The recruitment process must follow pre-determined procedures and processes to ensure that employers and healthcare institutions develop the capacity to attract, employ and retain the best talent. The five steps involved in most recruitment processes include (1) recruitment planning – drafting a comprehensive job specification for the vacant position and outlining its major and minor responsibilities, skills, qualifications and experience, (2) strategy development – devising a suitable strategy for recruiting the candidates in the organization, (3) searching – attracting job seekers to the organization through the use of internal as well as external sources, (4) screening – filtering job applicants on the basis of eligibility and suitability for possible selection, and (5) evaluation and control – undertaking an assessment of the whole recruitment process due to cost considerations and other factors (Fallon & McConnell, 2012; Finkelman, 2012).

Importance of Involving Nursing Staff in Recruitment

It is important to involve nursing staff in the recruitment process for a number of reasons. First, nursing staff members have a better understanding of the roles, goals, and objectives of the position to be filled, hence the need to include them to ensure that the best talent is selected. Second, by virtue of their day-to-day involvement in the healthcare system, existing nurses are able to provide a clear definition of the required skills for particular roles and also to offer practical skills assessment of potential candidates during the recruitment process (Fallon & McConnell, 2012). Such involvement may be instrumental in screening potential job applicants who may hold correct qualifications but nevertheless lack the competencies or levels of competence necessary for the job. Finally, involvement is important to ensure employee retention as experienced staff members are more likely to pinpoint the right skills mix for the position than the recruiting executives. Nursing members of staff may be involved by having them sit in recruitment panels and inviting them to pre-recruitment meetings to share their thoughts.

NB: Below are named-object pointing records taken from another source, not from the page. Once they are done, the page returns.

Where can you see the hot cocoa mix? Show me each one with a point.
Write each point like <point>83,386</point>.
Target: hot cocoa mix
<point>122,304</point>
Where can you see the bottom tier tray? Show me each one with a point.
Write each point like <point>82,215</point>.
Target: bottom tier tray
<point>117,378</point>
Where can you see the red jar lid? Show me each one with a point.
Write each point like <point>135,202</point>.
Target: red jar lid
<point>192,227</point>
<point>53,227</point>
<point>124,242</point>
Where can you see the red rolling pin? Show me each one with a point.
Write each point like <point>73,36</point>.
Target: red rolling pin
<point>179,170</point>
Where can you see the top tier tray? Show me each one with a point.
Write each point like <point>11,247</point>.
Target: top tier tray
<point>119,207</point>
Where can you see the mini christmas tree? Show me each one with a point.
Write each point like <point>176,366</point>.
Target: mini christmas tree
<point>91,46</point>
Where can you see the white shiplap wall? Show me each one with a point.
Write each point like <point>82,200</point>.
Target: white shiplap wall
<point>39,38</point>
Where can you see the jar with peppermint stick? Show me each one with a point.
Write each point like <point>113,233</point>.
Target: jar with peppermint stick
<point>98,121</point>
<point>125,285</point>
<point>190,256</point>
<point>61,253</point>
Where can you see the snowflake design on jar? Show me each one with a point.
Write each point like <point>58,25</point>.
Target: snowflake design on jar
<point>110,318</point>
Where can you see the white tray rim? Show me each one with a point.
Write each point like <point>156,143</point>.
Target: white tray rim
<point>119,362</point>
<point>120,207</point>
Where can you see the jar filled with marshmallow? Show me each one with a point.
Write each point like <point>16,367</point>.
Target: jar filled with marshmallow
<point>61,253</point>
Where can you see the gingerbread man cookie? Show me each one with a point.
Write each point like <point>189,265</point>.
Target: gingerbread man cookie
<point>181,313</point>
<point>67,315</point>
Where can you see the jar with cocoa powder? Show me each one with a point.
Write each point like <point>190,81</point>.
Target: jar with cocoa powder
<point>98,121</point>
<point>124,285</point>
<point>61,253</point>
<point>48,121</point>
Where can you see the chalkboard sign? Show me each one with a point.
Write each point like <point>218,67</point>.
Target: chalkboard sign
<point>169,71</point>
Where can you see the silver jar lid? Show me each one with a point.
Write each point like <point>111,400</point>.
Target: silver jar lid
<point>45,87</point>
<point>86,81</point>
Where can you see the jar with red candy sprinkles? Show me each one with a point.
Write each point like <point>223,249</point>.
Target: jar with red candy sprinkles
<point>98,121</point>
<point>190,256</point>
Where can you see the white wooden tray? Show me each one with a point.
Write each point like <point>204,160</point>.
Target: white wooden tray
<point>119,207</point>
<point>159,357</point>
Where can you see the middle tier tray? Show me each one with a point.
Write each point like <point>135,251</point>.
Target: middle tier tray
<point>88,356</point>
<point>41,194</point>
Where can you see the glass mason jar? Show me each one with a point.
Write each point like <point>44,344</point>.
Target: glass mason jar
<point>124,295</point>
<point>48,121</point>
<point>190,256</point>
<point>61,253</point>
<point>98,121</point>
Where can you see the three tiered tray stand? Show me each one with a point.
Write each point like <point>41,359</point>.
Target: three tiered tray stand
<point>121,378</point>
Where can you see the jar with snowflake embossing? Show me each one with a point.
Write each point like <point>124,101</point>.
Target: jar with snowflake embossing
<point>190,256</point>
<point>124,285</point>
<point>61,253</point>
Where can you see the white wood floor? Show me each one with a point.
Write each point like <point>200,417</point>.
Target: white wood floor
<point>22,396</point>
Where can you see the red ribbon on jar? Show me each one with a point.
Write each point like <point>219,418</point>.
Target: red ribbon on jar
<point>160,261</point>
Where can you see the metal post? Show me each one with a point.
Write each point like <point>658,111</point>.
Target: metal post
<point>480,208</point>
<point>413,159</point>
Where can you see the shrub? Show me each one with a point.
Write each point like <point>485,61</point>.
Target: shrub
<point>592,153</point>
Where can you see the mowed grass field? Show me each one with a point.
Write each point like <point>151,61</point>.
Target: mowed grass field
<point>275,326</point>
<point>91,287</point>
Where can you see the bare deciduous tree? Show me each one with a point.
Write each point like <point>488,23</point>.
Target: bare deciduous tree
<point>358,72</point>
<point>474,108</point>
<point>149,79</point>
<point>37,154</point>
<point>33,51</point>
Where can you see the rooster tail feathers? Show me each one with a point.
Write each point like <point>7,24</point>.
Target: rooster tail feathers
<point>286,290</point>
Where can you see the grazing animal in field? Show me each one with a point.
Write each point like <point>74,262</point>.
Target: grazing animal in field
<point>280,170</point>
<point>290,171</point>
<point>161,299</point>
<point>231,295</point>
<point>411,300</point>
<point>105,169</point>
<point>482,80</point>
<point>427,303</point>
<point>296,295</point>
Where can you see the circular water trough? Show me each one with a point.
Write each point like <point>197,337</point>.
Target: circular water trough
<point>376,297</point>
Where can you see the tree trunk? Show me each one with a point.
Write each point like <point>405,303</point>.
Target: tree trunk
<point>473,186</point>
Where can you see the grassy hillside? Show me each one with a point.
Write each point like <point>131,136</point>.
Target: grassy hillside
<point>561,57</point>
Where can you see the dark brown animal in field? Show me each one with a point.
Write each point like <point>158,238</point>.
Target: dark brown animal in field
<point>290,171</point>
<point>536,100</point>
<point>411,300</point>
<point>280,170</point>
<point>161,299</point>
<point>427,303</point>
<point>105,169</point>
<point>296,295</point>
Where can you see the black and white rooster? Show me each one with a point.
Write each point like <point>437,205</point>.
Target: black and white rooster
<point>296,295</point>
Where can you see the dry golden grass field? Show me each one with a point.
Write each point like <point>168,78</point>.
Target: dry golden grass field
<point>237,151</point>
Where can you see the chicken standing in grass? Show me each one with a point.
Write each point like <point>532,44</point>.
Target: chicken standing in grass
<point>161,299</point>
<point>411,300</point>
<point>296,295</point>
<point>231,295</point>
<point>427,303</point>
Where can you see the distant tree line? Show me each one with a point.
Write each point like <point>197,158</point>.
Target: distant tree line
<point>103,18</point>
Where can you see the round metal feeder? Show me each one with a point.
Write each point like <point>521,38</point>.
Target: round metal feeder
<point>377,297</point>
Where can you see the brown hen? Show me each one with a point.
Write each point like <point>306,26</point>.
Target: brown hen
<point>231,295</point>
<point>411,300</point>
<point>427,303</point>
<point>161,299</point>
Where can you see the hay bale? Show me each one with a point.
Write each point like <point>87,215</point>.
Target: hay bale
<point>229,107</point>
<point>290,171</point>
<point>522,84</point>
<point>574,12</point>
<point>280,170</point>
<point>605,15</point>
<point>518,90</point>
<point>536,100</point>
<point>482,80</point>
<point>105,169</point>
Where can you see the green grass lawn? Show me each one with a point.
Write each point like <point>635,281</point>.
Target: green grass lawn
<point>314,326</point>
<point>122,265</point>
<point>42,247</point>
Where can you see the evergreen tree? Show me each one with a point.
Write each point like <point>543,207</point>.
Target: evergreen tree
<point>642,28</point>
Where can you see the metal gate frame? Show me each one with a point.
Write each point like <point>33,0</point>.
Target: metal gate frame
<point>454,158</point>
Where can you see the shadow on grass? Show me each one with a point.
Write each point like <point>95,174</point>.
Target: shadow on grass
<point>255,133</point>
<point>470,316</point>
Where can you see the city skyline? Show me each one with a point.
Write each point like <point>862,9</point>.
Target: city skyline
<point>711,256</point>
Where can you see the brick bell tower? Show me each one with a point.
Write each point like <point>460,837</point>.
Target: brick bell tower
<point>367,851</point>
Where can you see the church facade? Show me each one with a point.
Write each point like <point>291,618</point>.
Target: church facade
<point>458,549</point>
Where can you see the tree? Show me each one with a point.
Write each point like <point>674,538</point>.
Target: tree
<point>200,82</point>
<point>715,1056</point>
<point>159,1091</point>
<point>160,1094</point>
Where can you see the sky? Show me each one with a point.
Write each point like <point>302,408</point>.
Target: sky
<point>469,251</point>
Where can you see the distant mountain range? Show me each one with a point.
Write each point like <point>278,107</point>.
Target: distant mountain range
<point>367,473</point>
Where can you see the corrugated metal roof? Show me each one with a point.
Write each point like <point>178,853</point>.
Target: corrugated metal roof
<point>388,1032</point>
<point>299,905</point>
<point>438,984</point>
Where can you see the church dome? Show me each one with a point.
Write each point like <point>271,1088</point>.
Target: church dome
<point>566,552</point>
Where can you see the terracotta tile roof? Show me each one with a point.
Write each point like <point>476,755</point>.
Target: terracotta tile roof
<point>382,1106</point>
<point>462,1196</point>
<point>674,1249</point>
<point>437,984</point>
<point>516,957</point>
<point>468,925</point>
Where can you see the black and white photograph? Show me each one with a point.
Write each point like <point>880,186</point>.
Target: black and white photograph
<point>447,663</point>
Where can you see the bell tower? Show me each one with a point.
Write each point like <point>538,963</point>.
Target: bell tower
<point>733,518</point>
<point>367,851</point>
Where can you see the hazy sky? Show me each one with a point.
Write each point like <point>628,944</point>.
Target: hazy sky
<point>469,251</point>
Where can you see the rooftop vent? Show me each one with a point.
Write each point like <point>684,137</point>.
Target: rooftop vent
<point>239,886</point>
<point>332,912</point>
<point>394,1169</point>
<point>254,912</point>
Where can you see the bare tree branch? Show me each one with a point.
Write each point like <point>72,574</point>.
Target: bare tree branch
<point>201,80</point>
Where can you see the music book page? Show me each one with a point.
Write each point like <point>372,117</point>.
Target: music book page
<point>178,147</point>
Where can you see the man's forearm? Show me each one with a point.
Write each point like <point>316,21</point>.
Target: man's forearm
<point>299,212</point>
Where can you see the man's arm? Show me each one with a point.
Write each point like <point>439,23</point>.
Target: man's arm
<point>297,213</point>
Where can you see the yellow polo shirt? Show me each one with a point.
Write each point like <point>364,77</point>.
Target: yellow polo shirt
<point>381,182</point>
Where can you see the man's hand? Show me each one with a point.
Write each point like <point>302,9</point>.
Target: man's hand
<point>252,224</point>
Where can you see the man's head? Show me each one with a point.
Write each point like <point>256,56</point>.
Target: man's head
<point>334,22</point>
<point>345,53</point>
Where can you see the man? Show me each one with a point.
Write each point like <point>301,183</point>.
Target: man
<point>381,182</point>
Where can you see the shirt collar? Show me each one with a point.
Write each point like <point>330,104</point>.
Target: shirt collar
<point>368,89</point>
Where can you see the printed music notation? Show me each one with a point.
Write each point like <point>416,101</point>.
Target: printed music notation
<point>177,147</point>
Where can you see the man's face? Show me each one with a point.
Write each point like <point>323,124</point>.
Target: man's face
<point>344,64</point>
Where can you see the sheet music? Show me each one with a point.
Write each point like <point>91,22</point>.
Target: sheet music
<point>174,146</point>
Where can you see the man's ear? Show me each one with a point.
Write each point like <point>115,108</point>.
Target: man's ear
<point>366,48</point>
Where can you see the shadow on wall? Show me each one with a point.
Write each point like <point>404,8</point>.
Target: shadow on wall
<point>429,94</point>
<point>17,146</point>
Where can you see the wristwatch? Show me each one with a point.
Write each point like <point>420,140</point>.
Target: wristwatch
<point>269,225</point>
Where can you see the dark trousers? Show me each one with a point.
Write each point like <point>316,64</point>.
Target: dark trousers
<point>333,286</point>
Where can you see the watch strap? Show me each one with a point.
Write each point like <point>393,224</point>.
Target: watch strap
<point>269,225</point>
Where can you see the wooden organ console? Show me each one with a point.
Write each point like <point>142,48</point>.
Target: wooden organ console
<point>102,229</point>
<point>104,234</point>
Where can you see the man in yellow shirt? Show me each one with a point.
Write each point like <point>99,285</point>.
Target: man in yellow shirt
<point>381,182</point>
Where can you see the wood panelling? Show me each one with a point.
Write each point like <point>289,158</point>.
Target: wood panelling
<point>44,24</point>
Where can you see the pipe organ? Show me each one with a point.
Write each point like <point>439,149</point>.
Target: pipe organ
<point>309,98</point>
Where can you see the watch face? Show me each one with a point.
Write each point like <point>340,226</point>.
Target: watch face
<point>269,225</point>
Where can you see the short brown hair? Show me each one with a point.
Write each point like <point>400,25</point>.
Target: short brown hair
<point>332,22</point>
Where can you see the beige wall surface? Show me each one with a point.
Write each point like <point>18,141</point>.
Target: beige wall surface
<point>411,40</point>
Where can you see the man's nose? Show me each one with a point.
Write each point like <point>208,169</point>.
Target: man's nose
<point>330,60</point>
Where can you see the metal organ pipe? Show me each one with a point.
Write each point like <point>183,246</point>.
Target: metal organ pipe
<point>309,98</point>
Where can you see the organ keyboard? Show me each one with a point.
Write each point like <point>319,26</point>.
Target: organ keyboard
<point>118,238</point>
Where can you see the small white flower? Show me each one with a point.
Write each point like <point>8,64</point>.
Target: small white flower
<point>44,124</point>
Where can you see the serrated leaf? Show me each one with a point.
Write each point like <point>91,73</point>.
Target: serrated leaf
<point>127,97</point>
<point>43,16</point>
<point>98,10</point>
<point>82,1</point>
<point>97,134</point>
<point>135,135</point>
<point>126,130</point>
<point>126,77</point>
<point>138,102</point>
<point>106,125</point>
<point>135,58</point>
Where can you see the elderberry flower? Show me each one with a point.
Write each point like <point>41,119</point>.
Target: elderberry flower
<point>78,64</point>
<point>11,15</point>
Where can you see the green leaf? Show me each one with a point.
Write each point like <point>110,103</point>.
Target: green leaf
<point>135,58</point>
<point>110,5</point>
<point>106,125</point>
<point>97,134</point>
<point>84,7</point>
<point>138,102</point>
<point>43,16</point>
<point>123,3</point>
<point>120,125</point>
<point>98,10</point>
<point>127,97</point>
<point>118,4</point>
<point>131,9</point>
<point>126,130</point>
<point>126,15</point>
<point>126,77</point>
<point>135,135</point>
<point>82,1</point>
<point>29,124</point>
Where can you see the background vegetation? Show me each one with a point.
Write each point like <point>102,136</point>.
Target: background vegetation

Strategies for Welcoming Potential Staff Members

In developed countries, employers and healthcare organizations are finding it increasingly difficult to attract nursing professionals into existing job positions due to factors such as high workload, low satisfaction with the job, lack of management participation in addressing nurse issues, and absence of perceived wage competitiveness (Kash, Naufal, Cortes, & Johnson, 2010). Consequently, employers must develop innovative strategies aimed at attracting and welcoming potential staff members during the hiring process. Some of these strategies include (1) using clinical observation to recruit as opposed to direct interviews, (2) providing a positive interview environment, (3) ensuring that potential staff members are made aware of the underlying benefits such as emerging leaders program and employee recognition program, and (4) demonstrating to the potential staff members that the recruiting organization maintains an open-door policy in communication and engagement (Sutherland, 2012).

Conclusion

This paper has discussed some important issues related to the nursing recruitment process. Drawing from the discussion, it can be concluded that recruitment is an extremely important process for nurses as it determines a whole range of factors including turnover, skills and competence, quality improvement, as well as effectiveness of patient-centered care.

References

Fallon, L.F., & McConnell, C.R. (2012). Human resource management in healthcare: Principles and practice (3rd ed.). Burlington, Massachusetts: Jones & Bartlett Learning.

Finkelman, A. (2012). Leadership and management for nurses: Core competencies for quality care (2nd ed.). Upper Saddle River, NJ: Pearson Education.

Hutchinson, D., Brown, J., & Longworth, K. (2012). Attracting and maintaining the Y generation in nursing: A literature review. Journal of Nursing Management, 20(4), 444-450. Web.

Kash, B.A., Naufal, G.S., Cortes, L., & Johnson, C.E. (2010). Exploring factors associated with turnover among registered nurse (RN) supervisors in nursing homes. Journal of Applied Gerontology, 29(1), 107-127. Web.

Mullenbach, K.F. (2010). Senior nursing students’ perspectives on the recruitment and retention of medical-surgical nurses. MEDSURG Nursing, 19(6), 341-344. Web.

Sutherland, C. (2012). How clinical observation enhances recruitment and selection. Nursing Management, 19(7), 34-37. Web.